Greg had another long sleep in the afternoon (and I a short one), and when he woke up we had a lovely time of laughter and goofiness, just us and the cat, even laughing at some of the changes that have affected us. Later, after making some preparation for tomorrow's long day of appointments (hospital at 8:00, physio/kiné at 2:00), and after reflecting during a phone conversation on the fact that (despite the first attempt) he can't really drive right now, because he can't see well enough, he got a little down. He didn't let himself stay there long -- he's off teaching his mother how to make Risotto right now -- but he said to me, with his head in his hands: "What am I going to do if I can't ever see properly?" Because his right eye has to be kept blurry with lubricants, his vision in general is impeded. Try looking out of just one eye, the other closed. Then open the closed eye *just* enough to see fuzzily through the lashes. If you can, do this while keeping the other eye fully opened. Try doing this for about a minute, and you'll probably find it a big relief to close the "fuzzy" eye again, and just look through the one eye instead. This is a little bit like it is for Greg. When he tries to read a little, or watches a DVD, he just covers the bad eye all together (remember, it doesn't close on its own during the day, so he has to cover it if he wants to get rid of the fuzzy aspect). Even looking out from the car as a passenger can be tiring -- but even more so it is frustrating as he realizes he can't see well enough to be driving himself. What will happen long term, if the lid can't learn to raise and close well enough, we're not sure -- Greg will ask more questions about that tomorrow. But it troubles him some.

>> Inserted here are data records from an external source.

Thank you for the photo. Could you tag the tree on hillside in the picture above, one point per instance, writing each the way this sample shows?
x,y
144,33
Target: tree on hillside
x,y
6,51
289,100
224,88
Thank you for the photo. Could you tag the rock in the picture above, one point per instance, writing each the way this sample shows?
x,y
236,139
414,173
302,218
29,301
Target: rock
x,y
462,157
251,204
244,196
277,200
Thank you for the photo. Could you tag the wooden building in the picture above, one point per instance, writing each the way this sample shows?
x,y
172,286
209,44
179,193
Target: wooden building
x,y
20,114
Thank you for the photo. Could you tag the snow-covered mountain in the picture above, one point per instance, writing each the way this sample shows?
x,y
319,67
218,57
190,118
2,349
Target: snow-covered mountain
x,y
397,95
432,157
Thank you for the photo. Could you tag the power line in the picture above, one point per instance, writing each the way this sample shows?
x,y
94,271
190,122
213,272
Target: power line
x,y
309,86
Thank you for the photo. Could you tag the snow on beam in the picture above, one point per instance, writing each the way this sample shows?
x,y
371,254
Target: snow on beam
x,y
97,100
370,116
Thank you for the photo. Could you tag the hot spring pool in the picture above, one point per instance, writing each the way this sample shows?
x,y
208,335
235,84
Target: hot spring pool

Yet now he is off in the kitchen, preparing Risotto, pulling out the gifted homemade fois gras (lovely, but not near as lovely as the gift of the visit of its givers -- our friends Louise, Clementine, and their parents... more good people in our lives who so easily bring Greg and me joy).

Rain or shine, we know that the gift of loved ones -- old and new -- will carry us through. We also know that there will be times in which we will need that carrying more than we will want to need it. Other times it will be pure pleasure. Even phone calls, like a few we received today, remind us of this.

A new day, each day. Each a foray into this new year... with normalities -- surprisingly normal -- and challenges -- expectedly *and* unexpectedly challenging. A bit of sun, a bit of rain, and the gift of not being alone.